In perfetta continuità con il governo Draghi l’esecutivo Meloni ha compiuto l’ennesimo pasticciaccio sul Superbonus. Ieri è scaduto il tempo per chi voleva usare il vecchio 110%, e dunque per per consegnare al Comune la comunicazione di inizio lavori asseverata (Cila), che consentirà ancora a condomini e villette di usufruire dell’agevolazione massima sulla ristrutturazione. Con tutti i siti dei Comuni che sono andati in tilt per il boom di richieste.
In perfetta continuità con il governo Draghi l’esecutivo Meloni ha compiuto l’ennesimo pasticciaccio sul Superbonus
Da oggi, per chi vuole effettuare lavori edilizi nella propria abitazione, le regole cambiano: lo sconto al 110% resta solo per la parte di opere effettuate fino a fine 2022, mentre dal primo gennaio 2023 l’aliquota scende al 90%. Inoltre, da gennaio si riduce la platea dei beneficiari: potranno accedervi soltanto i condomini e i proprietari di villette che hanno un Isee sotto i 15mila euro, calcolato tenendo conto del quoziente familiare. È stato il decreto Aiuti quater del nuovo governo a modificare il Superbonus 110%, già ampiamente rimaneggiato da Draghi.
La riduzione del Superbonus farà risparmiare allo Stato 4,5 miliardi di euro, secondo i dati della relazione tecnica che accompagna il decreto aiuti quater in discussione in Senato. Il calcolo si basa sull’ipotesi che i lavori condominiali si ridurranno del 20%, a causa del minor incentivo. L’ultimo decreto aiuti prevede anche più tempo per le villette unifamiliari per usufruire del Superbonus al 110%.

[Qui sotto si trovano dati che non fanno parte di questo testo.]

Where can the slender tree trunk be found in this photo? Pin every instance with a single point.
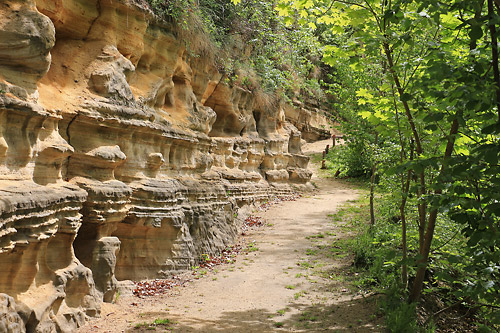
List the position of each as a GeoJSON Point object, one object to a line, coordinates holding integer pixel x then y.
{"type": "Point", "coordinates": [431, 224]}
{"type": "Point", "coordinates": [372, 187]}
{"type": "Point", "coordinates": [494, 54]}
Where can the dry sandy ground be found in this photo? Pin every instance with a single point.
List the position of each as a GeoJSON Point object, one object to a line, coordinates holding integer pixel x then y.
{"type": "Point", "coordinates": [288, 284]}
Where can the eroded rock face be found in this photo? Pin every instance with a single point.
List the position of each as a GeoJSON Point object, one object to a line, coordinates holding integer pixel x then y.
{"type": "Point", "coordinates": [121, 157]}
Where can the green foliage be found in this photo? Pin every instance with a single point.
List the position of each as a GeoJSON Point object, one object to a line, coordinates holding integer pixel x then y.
{"type": "Point", "coordinates": [257, 47]}
{"type": "Point", "coordinates": [352, 160]}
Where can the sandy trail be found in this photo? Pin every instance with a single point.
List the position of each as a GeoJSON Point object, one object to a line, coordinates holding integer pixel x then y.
{"type": "Point", "coordinates": [278, 287]}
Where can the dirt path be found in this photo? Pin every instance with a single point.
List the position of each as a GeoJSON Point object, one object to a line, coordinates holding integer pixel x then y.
{"type": "Point", "coordinates": [288, 281]}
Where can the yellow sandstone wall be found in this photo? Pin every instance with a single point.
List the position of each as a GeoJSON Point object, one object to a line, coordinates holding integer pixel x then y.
{"type": "Point", "coordinates": [122, 157]}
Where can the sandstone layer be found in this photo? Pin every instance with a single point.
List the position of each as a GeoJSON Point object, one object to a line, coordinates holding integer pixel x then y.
{"type": "Point", "coordinates": [122, 156]}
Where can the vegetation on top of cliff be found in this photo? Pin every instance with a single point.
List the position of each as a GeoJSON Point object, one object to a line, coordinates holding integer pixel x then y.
{"type": "Point", "coordinates": [253, 45]}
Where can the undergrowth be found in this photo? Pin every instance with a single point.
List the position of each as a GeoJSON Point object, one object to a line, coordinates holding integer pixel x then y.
{"type": "Point", "coordinates": [377, 258]}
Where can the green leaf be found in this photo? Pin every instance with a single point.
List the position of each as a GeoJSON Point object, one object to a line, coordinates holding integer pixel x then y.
{"type": "Point", "coordinates": [405, 97]}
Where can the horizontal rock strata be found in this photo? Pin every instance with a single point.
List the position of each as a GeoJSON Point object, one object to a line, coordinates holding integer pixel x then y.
{"type": "Point", "coordinates": [122, 157]}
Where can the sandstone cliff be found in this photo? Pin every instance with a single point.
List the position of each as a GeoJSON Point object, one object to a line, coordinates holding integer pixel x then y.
{"type": "Point", "coordinates": [122, 157]}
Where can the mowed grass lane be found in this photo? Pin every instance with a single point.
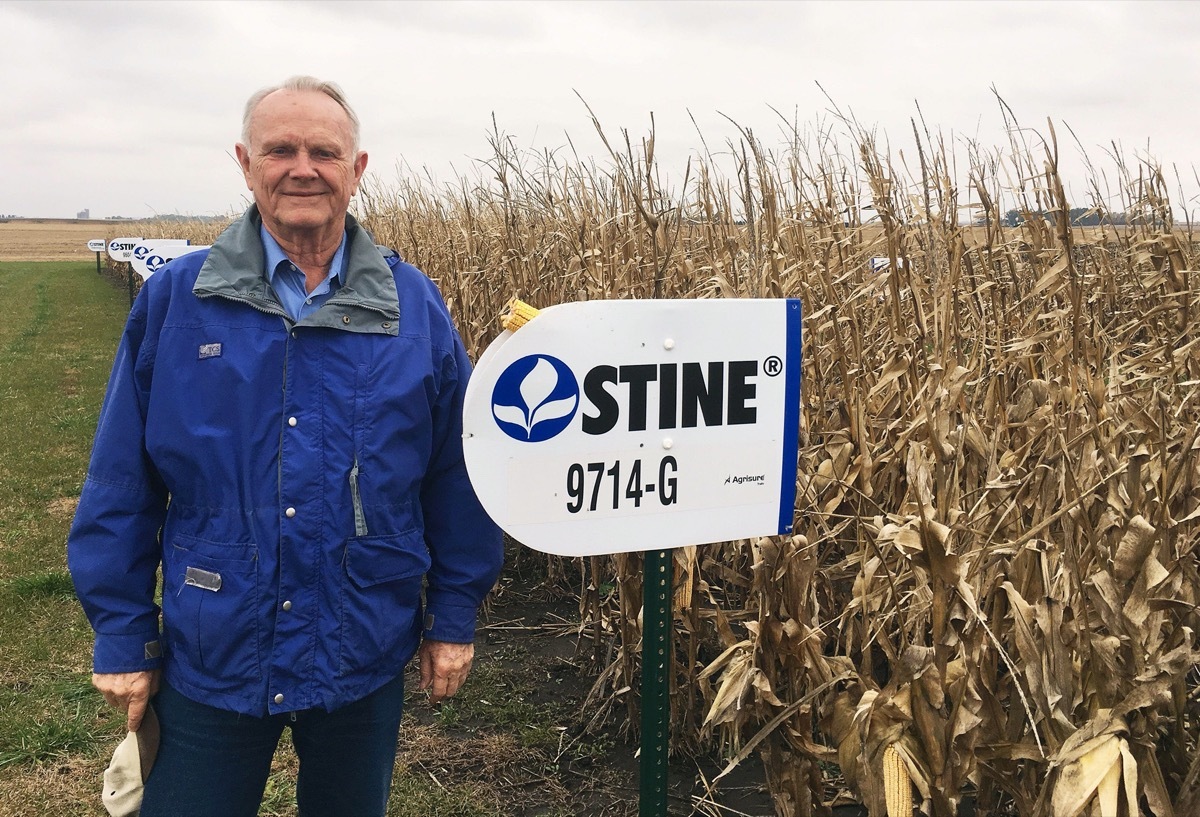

L’agevolazione, per quelle che hanno effettuato almeno il 30% dei lavori complessivi al 30 settembre 2022, viene estesa dal 31 dicembre 2022 al 31 marzo 2023. Con un costo per lo Stato di 270,3 milioni di euro, sottolinea la relazione tecnica. Il Superbonus (ma al 90%) viene inoltre confermato per le villette delle famiglie con un reddito complessivo sotto i 15mila euro (calcolato in base al numero dei componenti familiari), per ristrutturare la propria abitazione principale. Il costo complessivo sull’orizzonte temporale previsto è di 2,5 miliardi.
Il M5S, padre della misura che ha fatto da volano all’economia, contesta i risparmi stimati dal governo
Il M5S, padre della misura che ha fatto da volano all’economia, contesta i risparmi stimati dal governo nella misura di 4,5 miliardi relativamente al passaggio dell’agevolazione dal 110% al 90%, definito “autolesionista”. Una somma “scritta sulla sabbia”, visto che da essa vanno già tolti due miliardi che arriveranno dal recupero delle monofamiliari nel nuovo impianto del provvedimento tarato sul 90%.
Quindi si sfascia una misura che – come specificato pochi giorni fa dal Censis – ha saputo dar vita a 900 mila posti di lavoro, con un’incidenza del 22% sul Pil e un ritorno di 43 miliardi in termini di gettito fiscale, per risparmiare una cifra poco più che risibile. “A questo punto però il governo – dicono i pentastellati – dovrebbe dirci quanto ci costerà questa alzata d’ingegno in termini di mancata crescita. O a quanto ammonteranno i costi per lo Stato della cassa integrazione che andrà a toccare quei lavoratori del comparto edilizio che perderanno il lavoro. O ancora, quanto inciderà questo ‘decalage forzato’ sul ritorno fiscale e sul mancato risparmio energetico”.
Oltre al M5S anche Forza Italia aveva fortemente criticato il blitz che ha cambiato “le regole in corsa”
Nulla, peraltro, ha invece fatto finora il governo sullo sblocco definitivo della circolazione dei crediti fiscali. Tanto che i giochi sul bonus potrebbero riaprirsi con modifiche in sede di conversione del decreto. Oltre al M5S anche Forza Italia aveva fortemente criticato il blitz che ha cambiato “le regole in corsa”. Ed aveva assicurato un emendamento al dl per spostare di un mese la fine del 110%. Oltre alla richiesta sui crediti incagliati.